今日、唐突に心にぽっかり穴が空きました。
話すと長くなるのですが、自分の心の整理をするためにもここに記そうかと。

結果から言うと、実の父が亡くなっていたことに今日気づいた、わけなのですが。
それってどうゆうこと?って感じですよね。

私の母は、私が3歳くらいの時に父と離婚していて、私はそれからずっと父に会ったことはなかったんです。写真で見たことはあるので、父のイメージだけはありました。父には会ったことなかったのですが、父方のおじいちゃんの家には、母とたまに行ったりしてたんですよね。
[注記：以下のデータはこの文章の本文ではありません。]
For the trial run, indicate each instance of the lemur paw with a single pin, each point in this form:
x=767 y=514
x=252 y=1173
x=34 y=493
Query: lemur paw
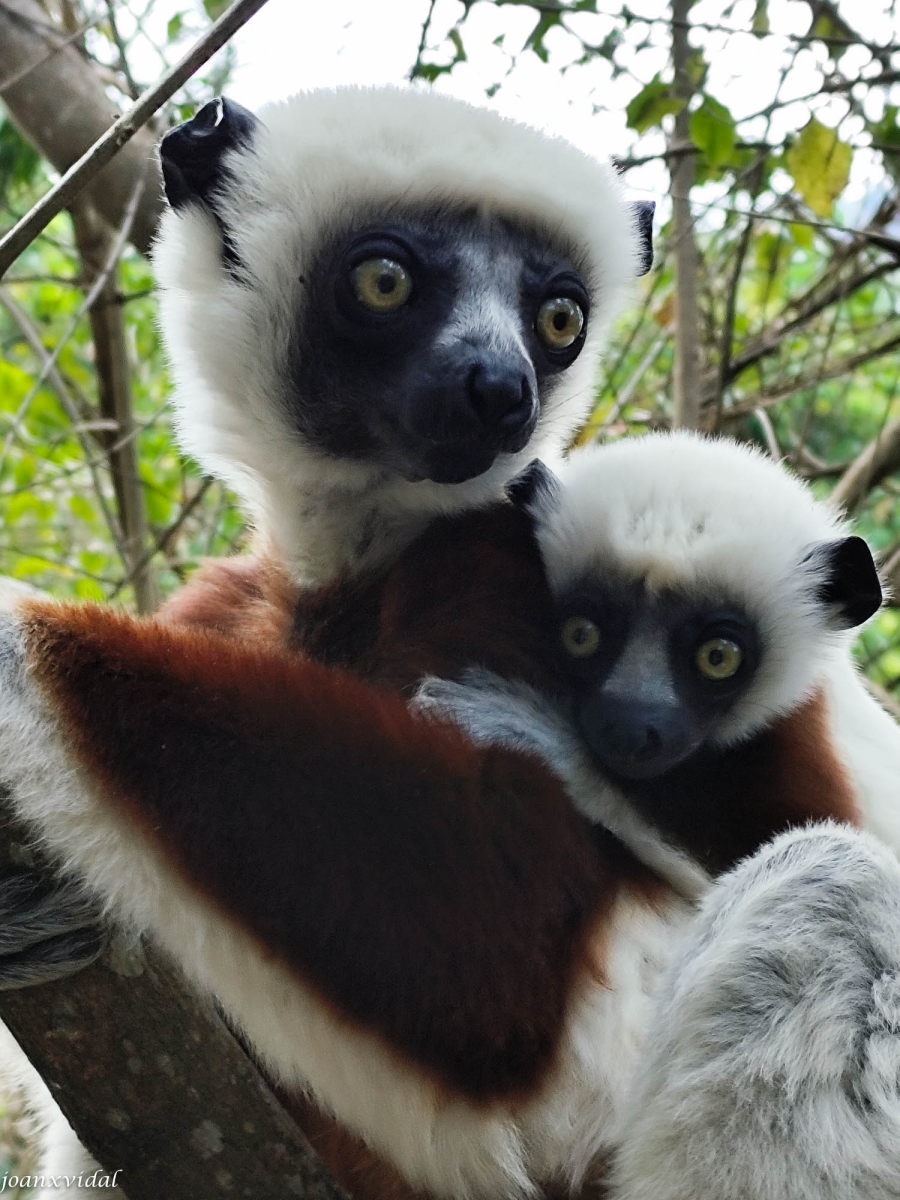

そんな父方のおじいちゃんが私が中学の時に亡くなって。
おじいちゃんの葬式の時に、初めて?父と顔を合わせました。
今でもその時の映像は記憶になんとなくは残っているんだけど、何か会話したかな?とか何故か全然覚えていなくて・・・。というか記憶から消し去ったのかもしれない。

というのも、私の父は世間的に見て、しっかりしている人とは言えず・・・
そんな父の、人としていたらない部分の話は、私が高校生くらいになってから母から聞いてはいたのですが。祖父の葬式で会った時も、酒を飲みすぎて酔っ払い、酒が入ったコップを祖父の遺影に投げつけていた映像と祖父に対してのどうして死んでしまったんだ!という怒りの声だけが私の記憶として残ってしまっている、という状態です。そんな父だから、私の腹違いの姉や兄とも疎遠なわけで。

元々、私の父も複雑な人生?を歩んでいて。養子として育てられたので、祖父も私の父にとっては実の父ではないのですが。私が祖父に会うのは数ヶ月に1度で、祖父がどんな人だったのか、どんな人生を歩んで、どんなふうに私の父を育てたのか、というのは詳しくは分からないけれど、私にとっては普通の優しい祖父でした。

そんな祖父に育てられた私の父は、私が言うのもなんですが、事実見た目もスラっとしていて長身で、おしゃれで高いスーツを着こなす、なかなかのイケメンで、まさに昭和のプレイボーイ。私の母は3番目の結婚相手だったんです。若い頃の写真を見ると、まぁ、モテそうな感じの父でした。

私には腹違いの兄弟、姉と兄がいて。姉のことも祖父が育てていましたね。歳は私と10個以上離れていたので、私が小学生の頃には高校生で、祖父の家に暮らしていて、そこにたまに?父が帰ってくる、みたいな生活だったのかな。その頃は、私の母も離婚しています。兄の話も聞いたことはありますが、名前だけ知っていて見たことはありません。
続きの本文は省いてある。